Cuddling doesn't always require two people.
You can also activate oxytocin on your own – through conscious self-touch, mindful care, or the use of toys with gentle, body-close vibrations.

For example:

  • Apply body oil and massage slowly into the skin.

  • Touch your body in the mirror without judgment.

  • Wrap yourself in a blanket and consciously feel the warmth

This strengthens your body awareness and sends signals of security – even without a partner.

Toys can even enhance this effect if they are used gently, rhythmically, and in conjunction with breathing.

Cuddling with toys – yes, that's possible.

Not every toy has to vibrate or drone. There are many products that promote warmth, softness, and closeness – without overstimulation.

  • Warming toys : Vibrators or dildos that warm up to body temperature are particularly pleasant in winter.

  • Soft toys made of silicone : feel like skin and are ideal for body contact.

  • Massage toys help to playfully relax the body and thus naturally release oxytocin.

A shared massage with a toy or oil can also deepen your cuddling ritual – the perfect combination of tenderness and sensuality.
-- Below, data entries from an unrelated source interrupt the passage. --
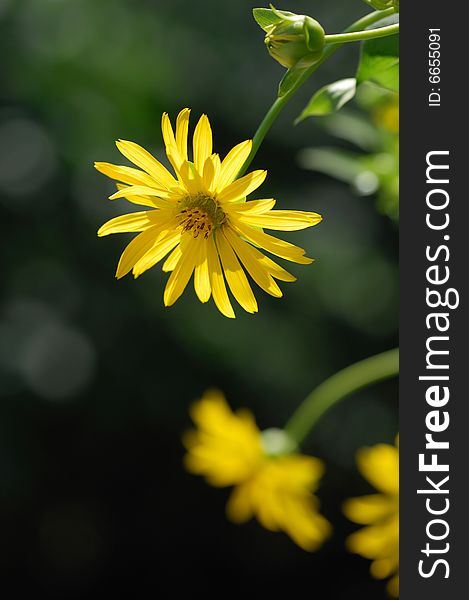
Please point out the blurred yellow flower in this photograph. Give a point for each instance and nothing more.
(379, 541)
(271, 484)
(201, 219)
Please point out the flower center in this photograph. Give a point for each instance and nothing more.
(200, 215)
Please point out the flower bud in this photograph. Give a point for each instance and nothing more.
(295, 38)
(383, 4)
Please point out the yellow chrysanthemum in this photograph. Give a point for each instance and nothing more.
(228, 449)
(201, 219)
(379, 541)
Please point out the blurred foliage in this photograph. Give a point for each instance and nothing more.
(95, 375)
(374, 129)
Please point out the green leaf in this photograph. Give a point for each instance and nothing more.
(342, 165)
(379, 63)
(265, 17)
(329, 99)
(291, 78)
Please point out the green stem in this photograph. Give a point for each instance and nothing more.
(341, 38)
(339, 386)
(279, 103)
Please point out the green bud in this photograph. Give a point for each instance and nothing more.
(294, 38)
(383, 4)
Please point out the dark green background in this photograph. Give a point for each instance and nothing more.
(96, 375)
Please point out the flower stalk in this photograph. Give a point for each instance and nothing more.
(358, 27)
(341, 385)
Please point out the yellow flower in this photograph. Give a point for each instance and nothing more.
(277, 488)
(379, 541)
(201, 219)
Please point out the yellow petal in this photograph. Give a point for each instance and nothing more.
(232, 163)
(201, 275)
(138, 221)
(159, 250)
(220, 295)
(125, 174)
(242, 187)
(210, 173)
(143, 159)
(235, 275)
(172, 150)
(202, 143)
(140, 200)
(172, 260)
(252, 264)
(272, 244)
(162, 199)
(282, 220)
(136, 249)
(380, 466)
(182, 129)
(255, 207)
(179, 278)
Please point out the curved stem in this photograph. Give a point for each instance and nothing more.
(341, 38)
(339, 386)
(279, 103)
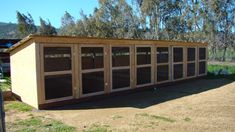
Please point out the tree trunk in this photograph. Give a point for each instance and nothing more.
(224, 53)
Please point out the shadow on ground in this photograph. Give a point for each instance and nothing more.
(143, 99)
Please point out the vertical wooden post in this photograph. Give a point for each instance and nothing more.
(76, 60)
(133, 66)
(107, 70)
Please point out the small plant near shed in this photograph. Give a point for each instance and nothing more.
(96, 127)
(5, 85)
(156, 117)
(18, 106)
(187, 119)
(39, 124)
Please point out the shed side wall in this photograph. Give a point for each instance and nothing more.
(24, 74)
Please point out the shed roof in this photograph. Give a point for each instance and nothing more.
(93, 40)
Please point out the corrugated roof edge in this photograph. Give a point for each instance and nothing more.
(20, 43)
(31, 36)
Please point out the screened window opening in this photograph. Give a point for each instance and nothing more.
(202, 53)
(191, 69)
(58, 86)
(162, 73)
(92, 62)
(92, 82)
(202, 67)
(143, 55)
(120, 56)
(191, 54)
(162, 55)
(162, 64)
(57, 59)
(92, 57)
(143, 75)
(178, 71)
(121, 78)
(202, 61)
(178, 54)
(120, 67)
(178, 65)
(143, 65)
(191, 61)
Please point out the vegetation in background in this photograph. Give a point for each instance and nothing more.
(96, 127)
(214, 71)
(6, 86)
(46, 28)
(156, 117)
(209, 21)
(39, 124)
(18, 106)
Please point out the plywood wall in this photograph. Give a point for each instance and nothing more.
(24, 74)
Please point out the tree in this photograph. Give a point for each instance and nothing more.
(26, 24)
(46, 28)
(68, 26)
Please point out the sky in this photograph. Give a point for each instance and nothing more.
(51, 10)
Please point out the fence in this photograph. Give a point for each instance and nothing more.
(2, 114)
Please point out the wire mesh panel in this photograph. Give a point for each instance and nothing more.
(143, 75)
(143, 72)
(92, 82)
(92, 61)
(121, 78)
(120, 67)
(58, 86)
(92, 57)
(162, 64)
(57, 59)
(56, 83)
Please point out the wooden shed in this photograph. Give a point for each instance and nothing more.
(47, 70)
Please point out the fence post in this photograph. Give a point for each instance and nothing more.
(2, 114)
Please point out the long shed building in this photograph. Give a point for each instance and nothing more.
(46, 70)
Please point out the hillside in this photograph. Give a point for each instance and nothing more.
(8, 30)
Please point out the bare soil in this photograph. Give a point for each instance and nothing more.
(196, 105)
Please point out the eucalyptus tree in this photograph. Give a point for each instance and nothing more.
(68, 26)
(26, 24)
(46, 28)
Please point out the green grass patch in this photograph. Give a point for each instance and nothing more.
(212, 69)
(162, 118)
(18, 106)
(116, 117)
(6, 86)
(187, 119)
(156, 117)
(39, 124)
(96, 127)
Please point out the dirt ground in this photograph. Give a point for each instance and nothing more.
(197, 105)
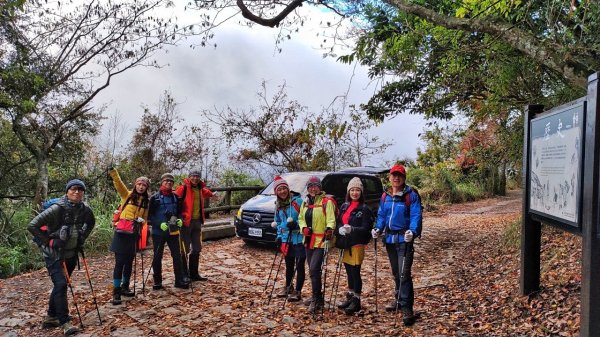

How to integrate cuddling into your everyday life

Especially in long-term relationships or in hectic everyday life, closeness can easily be lost.
Cuddling as a ritual helps to consciously bring them back.

Ideas for cuddling rituals:

  • Lying in bed together for 10 minutes every evening without a mobile phone – simply breathing and feeling.

  • Consciously savor the sensations after sex, instead of getting up immediately.

  • Reserve one weekend per month just for tenderness – without any pressure to perform.

  • Experiment with massage oils to make physical contact more sensual.

It's not about duration, but about presence.
An honest moment is worth more than an hour of routine.

What happens if we don't cuddle enough?

Touch is a basic human need. Its absence can trigger long-term stress – both physical and mental.
Chronically low oxytocin levels are associated with sleep disturbances, irritability, and loneliness.

Especially in winter, when light and warmth are lacking, cuddling is like an emotional vitamin.

It strengthens the immune system, improves mood and reduces the stress hormone cortisol.

Your body needs touch – and it can be sensual.

Conclusion: Closeness is the most beautiful pleasure enhancer

Cuddling is not a substitute for sex – it is its foundation.
Oxytocin turns touch into connection, closeness into trust, and tenderness into desire.

In a world that is getting faster and faster, cuddling is an act of slowing down – and a reminder that sexuality doesn't always have to be loud.

Make cuddling your ritual.
Whether with a partner or alone – consciously use touch to relax your body, calm your mind and bring your desire back into balance.

Because sometimes the most beautiful orgasm begins with a hug.